La marque Bovet doit sa renaissance à l'acharnement de son propriétaire, Pascal Raffy. Passionné de montres, il a relevé le défi en 2001. «Un jour, un ami convoque Monsieur Raffy et éteint toutes les lumières de la salle. Il dépose une montre dans ses mains et lui demande de deviner quelle est la marque de l'objet. La couronne est à midi, c'est un modèle basé sur la montre de poche Bovet du XIXe siècle. Il en tombe amoureux », raconte Sarah Mugnier responsable de la communication chez Bovet à Genève.
Depuis ce jour, la passion de cet ancien de la pharma a pris le dessus. Pendant qu'il restructure la société de l'intérieur, il mise immédiatement sur une communication agressive afin de cibler une clientèle plus internationale. Il investit dans quatre panneaux à l'aéroport de Genève, aujourd'hui, il en possède plus d'une quinzaine.
En 2006, soit cinq ans après l'acquisition de Bovet, Pascal Raffy saisit l'opportunité d'acquérir Swiss Time Technology, le fabricant de tourbillons pour sa marque.
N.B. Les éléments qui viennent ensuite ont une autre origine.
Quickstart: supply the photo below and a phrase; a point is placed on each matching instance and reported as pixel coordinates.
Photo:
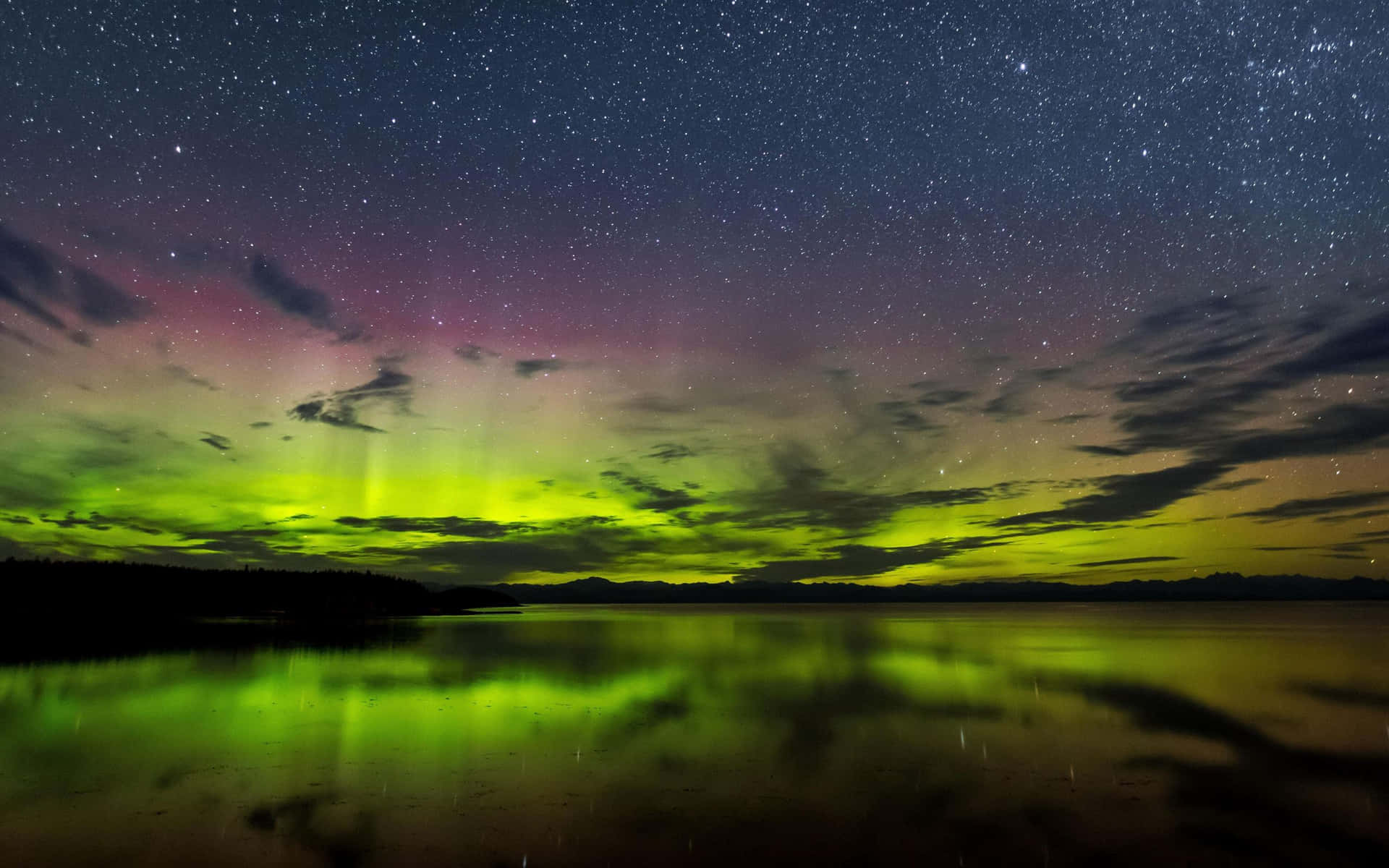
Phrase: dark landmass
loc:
(80, 610)
(149, 590)
(1217, 587)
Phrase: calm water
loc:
(1040, 735)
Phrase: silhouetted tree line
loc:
(152, 590)
(1215, 588)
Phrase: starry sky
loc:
(780, 292)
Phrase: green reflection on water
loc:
(721, 735)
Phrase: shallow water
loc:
(975, 735)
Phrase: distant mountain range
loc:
(1215, 587)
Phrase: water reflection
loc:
(977, 735)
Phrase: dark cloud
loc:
(860, 561)
(530, 367)
(389, 389)
(271, 282)
(445, 525)
(12, 294)
(653, 496)
(217, 442)
(1126, 498)
(16, 335)
(934, 395)
(670, 451)
(655, 403)
(471, 352)
(800, 493)
(489, 561)
(1123, 561)
(1209, 409)
(103, 303)
(296, 299)
(182, 374)
(33, 278)
(902, 416)
(1319, 506)
(96, 521)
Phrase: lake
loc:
(942, 735)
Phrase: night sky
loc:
(696, 292)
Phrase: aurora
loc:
(528, 295)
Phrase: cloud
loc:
(656, 404)
(1127, 496)
(391, 389)
(1121, 561)
(474, 353)
(485, 561)
(670, 451)
(270, 281)
(182, 374)
(445, 525)
(653, 496)
(803, 495)
(1303, 507)
(1209, 406)
(934, 395)
(95, 521)
(33, 278)
(530, 367)
(217, 442)
(860, 561)
(902, 416)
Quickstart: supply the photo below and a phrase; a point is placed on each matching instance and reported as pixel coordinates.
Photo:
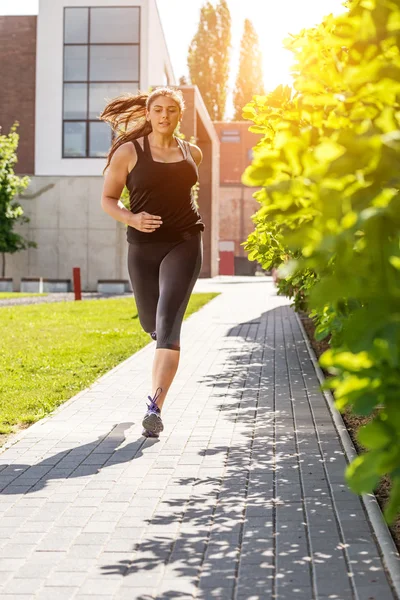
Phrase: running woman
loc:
(164, 232)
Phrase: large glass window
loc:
(101, 61)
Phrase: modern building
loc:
(236, 202)
(58, 69)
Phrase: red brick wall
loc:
(237, 204)
(235, 155)
(18, 76)
(236, 208)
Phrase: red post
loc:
(77, 283)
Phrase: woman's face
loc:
(164, 114)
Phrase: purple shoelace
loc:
(152, 407)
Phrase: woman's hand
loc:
(143, 221)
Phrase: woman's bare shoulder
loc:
(196, 153)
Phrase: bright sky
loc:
(273, 21)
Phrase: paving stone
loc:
(92, 510)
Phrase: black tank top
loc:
(164, 189)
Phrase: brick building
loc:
(236, 201)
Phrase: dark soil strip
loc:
(353, 423)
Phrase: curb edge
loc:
(384, 538)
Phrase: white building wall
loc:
(71, 230)
(63, 198)
(159, 63)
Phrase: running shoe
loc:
(152, 419)
(150, 434)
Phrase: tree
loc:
(249, 80)
(11, 212)
(208, 57)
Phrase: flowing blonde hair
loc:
(126, 115)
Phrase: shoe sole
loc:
(149, 434)
(153, 423)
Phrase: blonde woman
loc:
(164, 231)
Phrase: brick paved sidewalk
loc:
(242, 497)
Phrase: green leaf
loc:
(375, 435)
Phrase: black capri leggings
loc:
(163, 275)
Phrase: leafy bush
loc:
(329, 171)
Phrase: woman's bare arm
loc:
(122, 162)
(114, 183)
(196, 153)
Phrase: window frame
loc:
(87, 82)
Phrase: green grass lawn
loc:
(49, 352)
(19, 294)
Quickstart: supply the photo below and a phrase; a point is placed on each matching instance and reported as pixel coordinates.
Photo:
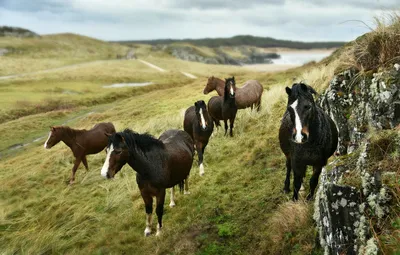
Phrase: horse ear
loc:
(304, 87)
(312, 90)
(288, 91)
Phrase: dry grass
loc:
(378, 49)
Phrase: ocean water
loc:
(300, 58)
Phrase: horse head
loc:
(54, 137)
(117, 155)
(202, 114)
(230, 87)
(211, 85)
(302, 109)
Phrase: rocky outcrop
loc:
(351, 191)
(16, 32)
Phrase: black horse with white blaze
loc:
(307, 136)
(160, 164)
(199, 125)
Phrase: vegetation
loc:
(261, 42)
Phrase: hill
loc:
(16, 32)
(237, 207)
(240, 40)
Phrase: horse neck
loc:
(219, 86)
(142, 164)
(69, 136)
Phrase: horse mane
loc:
(69, 131)
(226, 91)
(144, 143)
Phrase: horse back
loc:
(180, 151)
(214, 107)
(95, 140)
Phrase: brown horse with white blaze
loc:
(199, 125)
(249, 95)
(159, 163)
(81, 142)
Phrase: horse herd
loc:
(307, 137)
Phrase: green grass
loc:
(51, 51)
(227, 211)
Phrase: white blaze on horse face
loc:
(298, 136)
(202, 120)
(48, 138)
(104, 170)
(201, 169)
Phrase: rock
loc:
(356, 105)
(3, 52)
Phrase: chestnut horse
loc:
(224, 107)
(307, 136)
(160, 164)
(199, 125)
(249, 95)
(81, 142)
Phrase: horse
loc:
(159, 163)
(307, 136)
(224, 107)
(249, 95)
(199, 125)
(81, 142)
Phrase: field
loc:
(236, 208)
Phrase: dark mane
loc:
(226, 90)
(298, 91)
(143, 142)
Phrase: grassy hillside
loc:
(262, 42)
(50, 51)
(229, 210)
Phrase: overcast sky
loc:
(305, 20)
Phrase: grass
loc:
(51, 51)
(226, 213)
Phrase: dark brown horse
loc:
(307, 136)
(249, 95)
(224, 107)
(81, 142)
(160, 164)
(199, 125)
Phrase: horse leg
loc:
(231, 121)
(314, 181)
(172, 203)
(186, 191)
(226, 126)
(298, 172)
(84, 161)
(286, 188)
(74, 168)
(199, 148)
(258, 105)
(160, 209)
(148, 203)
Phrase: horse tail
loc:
(181, 186)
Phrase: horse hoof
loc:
(147, 232)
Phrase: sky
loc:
(301, 20)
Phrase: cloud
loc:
(312, 20)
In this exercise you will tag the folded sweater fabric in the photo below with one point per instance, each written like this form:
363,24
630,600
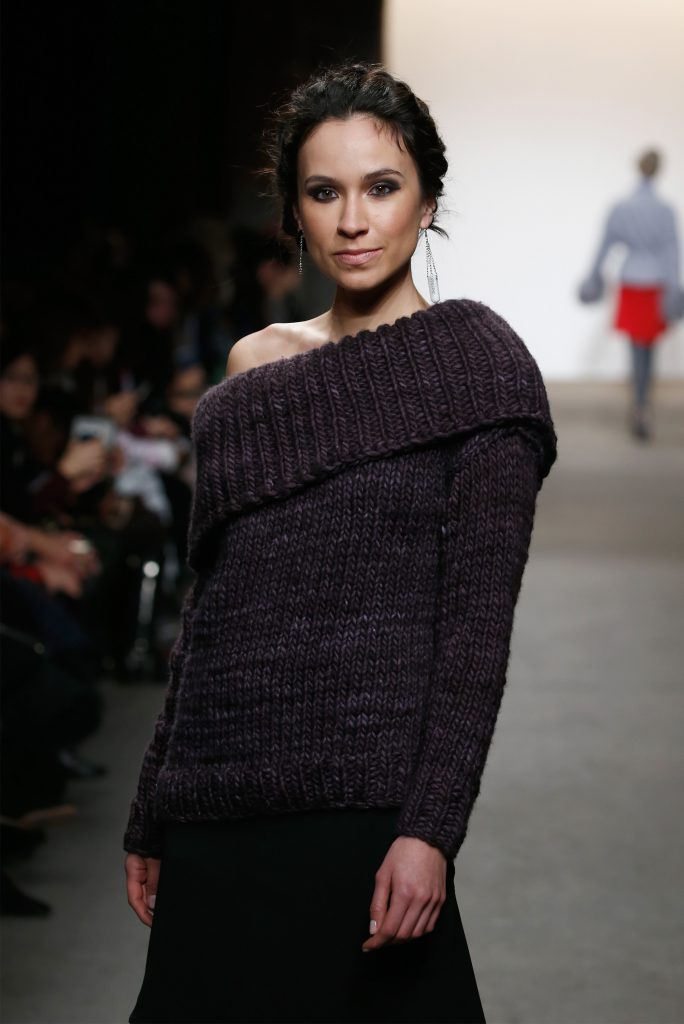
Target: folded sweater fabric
360,524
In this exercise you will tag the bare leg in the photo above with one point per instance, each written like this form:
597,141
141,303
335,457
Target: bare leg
642,367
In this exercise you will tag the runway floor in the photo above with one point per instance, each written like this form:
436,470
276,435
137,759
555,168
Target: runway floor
569,882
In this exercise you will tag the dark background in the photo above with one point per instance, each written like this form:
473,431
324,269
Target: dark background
142,116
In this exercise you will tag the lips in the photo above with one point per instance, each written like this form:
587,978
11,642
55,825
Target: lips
356,257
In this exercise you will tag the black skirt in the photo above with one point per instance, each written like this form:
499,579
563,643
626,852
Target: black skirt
262,920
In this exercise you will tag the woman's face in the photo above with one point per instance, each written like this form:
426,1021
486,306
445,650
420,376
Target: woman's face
18,388
359,202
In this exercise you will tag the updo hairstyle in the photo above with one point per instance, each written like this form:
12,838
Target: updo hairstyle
339,92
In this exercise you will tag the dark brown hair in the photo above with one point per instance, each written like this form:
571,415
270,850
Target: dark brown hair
649,163
340,92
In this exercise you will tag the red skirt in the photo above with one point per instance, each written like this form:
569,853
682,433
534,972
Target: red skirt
639,314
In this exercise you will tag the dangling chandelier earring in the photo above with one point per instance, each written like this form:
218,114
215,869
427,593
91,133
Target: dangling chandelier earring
433,284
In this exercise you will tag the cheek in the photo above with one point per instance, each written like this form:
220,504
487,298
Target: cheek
398,221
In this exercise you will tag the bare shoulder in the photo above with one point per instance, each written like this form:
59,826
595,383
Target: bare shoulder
276,341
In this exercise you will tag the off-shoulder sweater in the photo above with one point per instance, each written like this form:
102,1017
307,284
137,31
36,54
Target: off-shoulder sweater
359,528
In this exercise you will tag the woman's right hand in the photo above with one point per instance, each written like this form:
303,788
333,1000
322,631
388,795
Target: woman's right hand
141,880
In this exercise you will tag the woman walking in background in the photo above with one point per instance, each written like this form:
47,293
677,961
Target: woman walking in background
366,493
650,296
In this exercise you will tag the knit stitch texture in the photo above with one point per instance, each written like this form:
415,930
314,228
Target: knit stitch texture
360,525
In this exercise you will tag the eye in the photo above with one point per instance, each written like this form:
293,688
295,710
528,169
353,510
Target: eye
324,194
384,188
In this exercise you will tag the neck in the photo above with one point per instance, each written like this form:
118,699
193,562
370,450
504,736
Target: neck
367,310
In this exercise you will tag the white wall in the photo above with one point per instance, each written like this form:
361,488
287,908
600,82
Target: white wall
544,107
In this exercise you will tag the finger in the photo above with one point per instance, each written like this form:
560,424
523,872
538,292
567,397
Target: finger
136,900
379,903
390,924
421,926
434,914
152,883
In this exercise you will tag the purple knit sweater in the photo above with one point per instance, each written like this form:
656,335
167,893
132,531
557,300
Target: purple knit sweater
359,529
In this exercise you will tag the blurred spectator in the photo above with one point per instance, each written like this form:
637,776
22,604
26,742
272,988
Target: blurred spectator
265,279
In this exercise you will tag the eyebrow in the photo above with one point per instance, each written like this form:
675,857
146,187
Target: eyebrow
367,177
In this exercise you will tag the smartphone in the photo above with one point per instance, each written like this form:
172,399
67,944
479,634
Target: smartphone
86,428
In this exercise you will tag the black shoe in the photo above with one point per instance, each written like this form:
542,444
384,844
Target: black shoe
15,903
77,766
639,425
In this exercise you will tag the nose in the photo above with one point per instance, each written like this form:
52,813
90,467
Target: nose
353,220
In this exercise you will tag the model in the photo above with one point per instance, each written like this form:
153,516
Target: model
367,485
649,297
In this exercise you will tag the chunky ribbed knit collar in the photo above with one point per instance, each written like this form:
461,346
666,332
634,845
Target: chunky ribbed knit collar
266,432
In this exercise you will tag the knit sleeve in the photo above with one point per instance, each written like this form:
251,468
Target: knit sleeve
143,834
490,509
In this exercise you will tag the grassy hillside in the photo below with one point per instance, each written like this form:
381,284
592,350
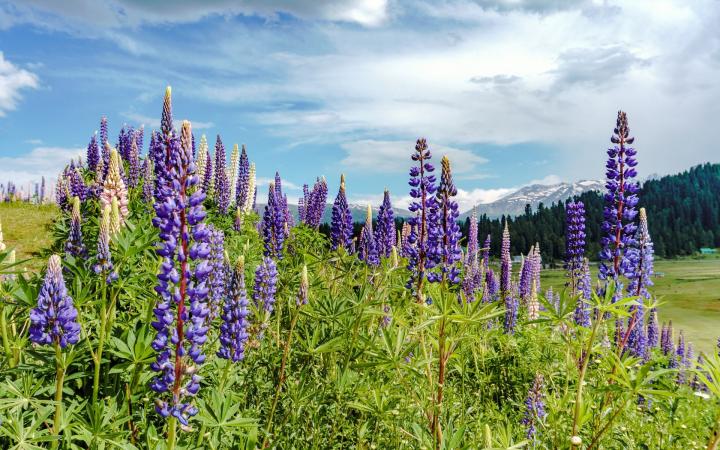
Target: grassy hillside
25,229
689,290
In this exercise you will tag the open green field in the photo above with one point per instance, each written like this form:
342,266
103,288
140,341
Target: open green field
689,292
689,289
25,229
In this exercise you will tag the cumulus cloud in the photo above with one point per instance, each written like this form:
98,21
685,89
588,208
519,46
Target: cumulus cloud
13,80
394,156
39,162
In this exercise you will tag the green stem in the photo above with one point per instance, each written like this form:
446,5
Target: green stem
581,377
59,380
6,341
281,381
101,342
172,424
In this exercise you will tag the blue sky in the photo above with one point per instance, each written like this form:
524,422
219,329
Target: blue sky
515,92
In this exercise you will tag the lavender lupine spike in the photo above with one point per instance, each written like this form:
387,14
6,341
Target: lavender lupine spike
505,288
341,225
584,287
148,180
243,179
526,275
422,190
574,244
313,204
534,407
114,186
222,184
103,261
368,251
74,245
216,278
93,153
133,163
201,158
54,319
104,146
233,331
444,235
252,190
533,303
385,234
273,225
303,292
181,311
208,182
234,162
265,285
620,201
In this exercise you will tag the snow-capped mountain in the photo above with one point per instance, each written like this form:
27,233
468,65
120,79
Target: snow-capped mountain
514,204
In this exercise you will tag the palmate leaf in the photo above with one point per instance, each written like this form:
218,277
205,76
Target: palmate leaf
27,430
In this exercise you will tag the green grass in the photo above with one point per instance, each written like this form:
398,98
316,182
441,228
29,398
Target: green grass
25,229
689,292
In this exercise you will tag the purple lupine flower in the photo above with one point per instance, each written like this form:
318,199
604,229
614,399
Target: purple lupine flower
637,340
652,329
506,293
265,285
303,292
222,186
93,153
491,286
620,201
233,330
387,316
314,204
208,180
104,146
341,223
472,242
216,277
680,359
148,180
54,319
133,163
385,234
243,182
368,251
181,311
526,275
444,233
104,264
273,225
584,288
422,190
534,407
666,344
139,136
574,244
75,245
640,260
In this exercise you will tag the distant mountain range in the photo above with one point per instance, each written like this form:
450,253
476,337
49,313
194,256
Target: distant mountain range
514,204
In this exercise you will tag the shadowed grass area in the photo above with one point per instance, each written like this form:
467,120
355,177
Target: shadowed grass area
689,292
25,229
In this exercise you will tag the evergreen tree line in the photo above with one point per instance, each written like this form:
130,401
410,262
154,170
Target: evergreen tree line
683,215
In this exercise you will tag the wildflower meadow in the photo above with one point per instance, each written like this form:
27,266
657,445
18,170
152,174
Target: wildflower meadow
183,305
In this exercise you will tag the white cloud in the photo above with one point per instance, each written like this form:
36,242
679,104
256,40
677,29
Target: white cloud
39,162
154,123
393,156
13,80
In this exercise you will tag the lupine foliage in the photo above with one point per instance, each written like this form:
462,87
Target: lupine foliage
321,349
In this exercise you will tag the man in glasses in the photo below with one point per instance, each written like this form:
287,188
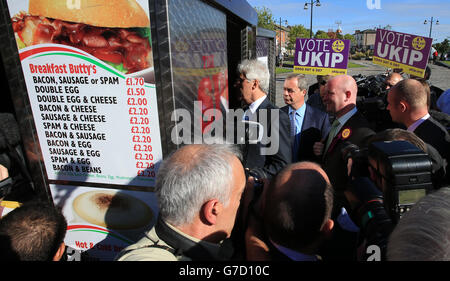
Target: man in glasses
308,124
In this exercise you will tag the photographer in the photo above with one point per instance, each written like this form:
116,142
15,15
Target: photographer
386,181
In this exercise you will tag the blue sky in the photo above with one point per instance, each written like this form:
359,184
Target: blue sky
403,16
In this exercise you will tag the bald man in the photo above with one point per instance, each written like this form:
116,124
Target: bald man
349,126
408,105
392,80
199,188
296,210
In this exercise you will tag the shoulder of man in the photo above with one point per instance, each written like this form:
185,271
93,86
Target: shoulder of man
148,248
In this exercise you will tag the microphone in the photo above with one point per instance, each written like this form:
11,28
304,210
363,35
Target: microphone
9,131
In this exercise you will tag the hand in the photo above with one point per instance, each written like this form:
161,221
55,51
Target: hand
3,173
318,147
349,166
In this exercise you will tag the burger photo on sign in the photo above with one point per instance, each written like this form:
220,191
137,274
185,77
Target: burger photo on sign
114,31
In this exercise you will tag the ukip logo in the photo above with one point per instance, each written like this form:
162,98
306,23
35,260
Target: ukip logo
373,4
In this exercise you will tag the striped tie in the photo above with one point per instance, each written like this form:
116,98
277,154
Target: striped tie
332,134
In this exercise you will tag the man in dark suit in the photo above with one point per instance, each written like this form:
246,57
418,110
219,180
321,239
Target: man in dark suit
407,104
308,124
349,126
267,157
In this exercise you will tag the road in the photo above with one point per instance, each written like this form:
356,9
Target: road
440,77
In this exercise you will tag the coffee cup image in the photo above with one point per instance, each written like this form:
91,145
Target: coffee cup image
112,210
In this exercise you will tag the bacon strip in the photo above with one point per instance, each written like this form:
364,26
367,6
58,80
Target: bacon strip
116,45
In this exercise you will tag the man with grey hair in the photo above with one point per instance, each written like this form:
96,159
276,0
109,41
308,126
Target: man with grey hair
308,124
408,105
199,188
267,157
423,233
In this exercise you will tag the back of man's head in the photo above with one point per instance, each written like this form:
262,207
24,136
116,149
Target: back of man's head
412,92
256,70
32,232
345,83
298,207
423,233
191,176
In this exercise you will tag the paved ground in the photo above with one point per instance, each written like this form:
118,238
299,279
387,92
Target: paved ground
440,76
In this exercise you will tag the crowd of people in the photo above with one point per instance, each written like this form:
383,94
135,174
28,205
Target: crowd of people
310,200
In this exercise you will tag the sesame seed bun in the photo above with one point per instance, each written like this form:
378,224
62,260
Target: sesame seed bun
102,13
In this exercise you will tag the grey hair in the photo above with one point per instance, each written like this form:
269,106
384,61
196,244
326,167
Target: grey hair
302,84
256,70
423,233
182,187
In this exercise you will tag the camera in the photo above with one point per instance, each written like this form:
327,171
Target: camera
405,173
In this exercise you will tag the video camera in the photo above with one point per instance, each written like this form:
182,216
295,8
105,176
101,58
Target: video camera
406,171
403,170
371,101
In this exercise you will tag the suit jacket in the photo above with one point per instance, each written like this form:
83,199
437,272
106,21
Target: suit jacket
316,126
357,131
267,166
434,134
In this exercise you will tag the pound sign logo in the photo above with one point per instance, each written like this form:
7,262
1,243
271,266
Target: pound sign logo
373,4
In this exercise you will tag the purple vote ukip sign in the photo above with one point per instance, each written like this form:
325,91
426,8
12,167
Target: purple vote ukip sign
401,50
321,56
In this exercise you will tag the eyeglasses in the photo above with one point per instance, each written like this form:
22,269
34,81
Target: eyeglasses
241,80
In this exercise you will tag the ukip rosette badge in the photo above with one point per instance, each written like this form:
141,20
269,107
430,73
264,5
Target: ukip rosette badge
346,133
338,46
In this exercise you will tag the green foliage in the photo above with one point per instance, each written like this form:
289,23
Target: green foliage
265,18
442,47
351,38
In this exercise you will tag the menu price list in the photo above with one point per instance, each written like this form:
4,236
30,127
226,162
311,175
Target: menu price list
141,140
82,119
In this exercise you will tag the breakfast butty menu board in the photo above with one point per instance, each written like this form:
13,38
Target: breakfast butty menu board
88,68
101,222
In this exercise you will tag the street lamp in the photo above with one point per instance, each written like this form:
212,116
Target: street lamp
279,37
317,2
431,24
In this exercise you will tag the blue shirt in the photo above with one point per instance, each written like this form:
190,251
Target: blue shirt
299,117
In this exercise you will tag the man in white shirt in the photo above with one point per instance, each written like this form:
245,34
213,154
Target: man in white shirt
267,157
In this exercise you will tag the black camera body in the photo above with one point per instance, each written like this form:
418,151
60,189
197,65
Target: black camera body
406,171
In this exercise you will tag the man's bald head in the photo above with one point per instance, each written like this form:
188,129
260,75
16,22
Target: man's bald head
412,92
194,174
298,205
340,96
393,79
346,83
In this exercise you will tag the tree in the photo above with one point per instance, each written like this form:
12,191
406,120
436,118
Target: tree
351,38
265,18
320,34
443,47
297,31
Là aussi, il repense la colonne vertébrale de la société et il ne garde plus qu'Harry Winston comme client. «Monsieur Raffy passe presque tout son temps là-bas. Il veut suivre le coeur de ses montres de près.» explique Sarah Mugnier. La même année, il reprend également Valor Lopez et Villa qui produit des cadrans à Plan-les- Ouates. Il garde la structure de l'entreprise et la renomme Dimier. L'année suivante, il apprend l'existence d'un château au dessus de Fleurier (NE), ville d'origine du créateur de la marque, Edouard Bovet. Le Château de Môtiers, construit au XIIIe siècle est entièrement rénové, les travaux du nouvel atelier d'assemblage Bovet se terminent fin 2007. Aujourd'hui le site est encore en travaux: un musée retraçant l'histoire de la marque devrait y ouvrir ses portes d'ici 2011.

Bovet possède à ce jour quatre filiales et quatre boutiques à son nom. L'inauguration d'un nouveau point de vente est d'ailleurs prévue pour mars 2010 à Tai Pei, un lieu qui porte une grande signification historique pour la marque. L'horlogerie d'origine neuchâteloise se place aujourd'hui également sur d'autres marchés cible tels que l'Europe centrale, l'Asie, les Etats-Unis et le Moyen-Orient.